Wednesday, July 29, 2009

The way back is the way forward

The saying goes that those who forget history are doomed to repeat it. To that I would add: or to forget how to. History can be a liberation.

I read a column today in The Globe and Mail... I forget who it was by, but the gist of it was a maudlin retreading of that tired old saw that it really didn’t matter how right we might be doing things in Canada, we’re joined at the hip by Fate to the United States and we’ll only be as well as it is sick.

Is that what we fought for as separate colonies in two continental wars? Is this why we finally came together to forge a new nation and common nationality a hundred and forty years ago? To imagine we have no future, no destiny, but that of the nation we’ve had to work so hard to remain distinct from?

A couple of weeks ago, I was in a used bookstore in rural Ontario. I came across a nice softcover book of Ontario’s history from 1610 to 1985. For the past week or so I’ve been reading it about half an hour in the mornings. And I came across some figures that were truly eye-opening.

In the middle of the 19th Century, before Confederation, the United Province of Canada (what had been Upper Canada and Lower Canada, and would become Ontario and Quebec respectively in Confederation) had a reciprocity agreement with the United States. Partly because they were sore at Britain for its conduct during the Civil War, and partly because they believed Canada’s separation from the US and adherence to the British Empire “unnatural” and only encouraged by reciprocity, the US unilaterally terminated the arrangement in 1866. And do you know what happened?

Canada promptly and obligingly curled up and died. Right?

Wrong.

Canada found other markets. And prospered.

In an age before the first prop-engine freighter ever took the skies, before refrigeration and air conditioning, when rail and sail were still the only ways to get it from here to there, this country (or what was to become this country) turned away from the easy, lazy continental trade we’ve decided is the centre of the universe, and actually hustled and found markets elsewhere.

In 1870, 51% of all Canadian exports were going to the US, and only 38% was going to the United Kingdom (the balance going pretty much to the rest of the Empire). But by 1916, 61% of our export trade was going to the UK and only 27% to the US. Even by 1937, the figures were about even: 41% to the US and 38% to the UK.

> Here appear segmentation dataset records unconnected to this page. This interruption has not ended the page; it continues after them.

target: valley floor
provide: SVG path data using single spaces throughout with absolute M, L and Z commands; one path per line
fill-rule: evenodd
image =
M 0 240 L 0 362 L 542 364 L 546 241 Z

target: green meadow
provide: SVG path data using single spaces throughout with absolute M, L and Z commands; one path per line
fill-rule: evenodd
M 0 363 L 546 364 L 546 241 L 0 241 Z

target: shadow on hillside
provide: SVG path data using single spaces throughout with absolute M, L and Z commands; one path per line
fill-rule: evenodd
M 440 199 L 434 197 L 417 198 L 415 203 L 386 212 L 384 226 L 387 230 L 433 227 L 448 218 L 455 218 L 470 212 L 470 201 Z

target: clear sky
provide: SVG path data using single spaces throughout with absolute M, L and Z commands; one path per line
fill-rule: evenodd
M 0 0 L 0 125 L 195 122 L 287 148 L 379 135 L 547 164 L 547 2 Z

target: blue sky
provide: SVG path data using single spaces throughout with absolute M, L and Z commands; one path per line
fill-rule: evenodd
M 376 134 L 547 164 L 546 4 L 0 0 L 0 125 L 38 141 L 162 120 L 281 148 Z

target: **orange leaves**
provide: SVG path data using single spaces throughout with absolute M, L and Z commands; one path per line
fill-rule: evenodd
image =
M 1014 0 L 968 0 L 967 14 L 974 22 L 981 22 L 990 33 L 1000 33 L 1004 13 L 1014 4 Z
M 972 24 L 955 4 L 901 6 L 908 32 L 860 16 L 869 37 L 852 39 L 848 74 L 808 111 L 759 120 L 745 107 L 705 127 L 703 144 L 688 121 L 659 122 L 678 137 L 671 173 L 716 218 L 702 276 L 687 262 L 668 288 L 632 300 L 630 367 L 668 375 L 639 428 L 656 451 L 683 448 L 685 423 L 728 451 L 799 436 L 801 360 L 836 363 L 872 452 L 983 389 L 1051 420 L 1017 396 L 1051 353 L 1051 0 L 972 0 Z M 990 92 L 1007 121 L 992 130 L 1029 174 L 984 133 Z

Now I’m not suggesting we can simply fall back on Mother England as our alternate to trade with the United States. But let’s remember... there’s a whole lot more to the world than just the United States, and if they’ve been rich and they’ve been close-by, that’s been convenient. But times change, and as they did before, so we must adapt. Our own history shows us what’s possible. If they could do it back then, with the incredible obstacles that time and distance represented for them, what right have we to fall back whining that the end of all good things is upon us? The EU is well-heeled, has nearly twice the number of consumers as the US, and looks upon us favourably (seal-clubbing notwithstanding; and we'll reserve comment here on fox hunting and bullfighting). China, India, and even much of South America are on the rise. These are places that will need our resources and can easily absorb the excess manufacturing output of a relatively smaller nation like ours. What I mean is, it really wouldn’t take that much of the world to pick up the slack the US is leaving behind for a country the size of Canada – if we’ll just get up off our asses and get in the game instead of moaning on the sidelines.

We did it before, and we can do it again. By all means, let’s wish the US well, but let’s not consign ourselves to the role of some Roman slave obliged to open his veins to share the fate of a humbled master. We have our own national life to lead, and our own stars to follow.

After all, wasn’t that the point in 1776, 1812, and 1867?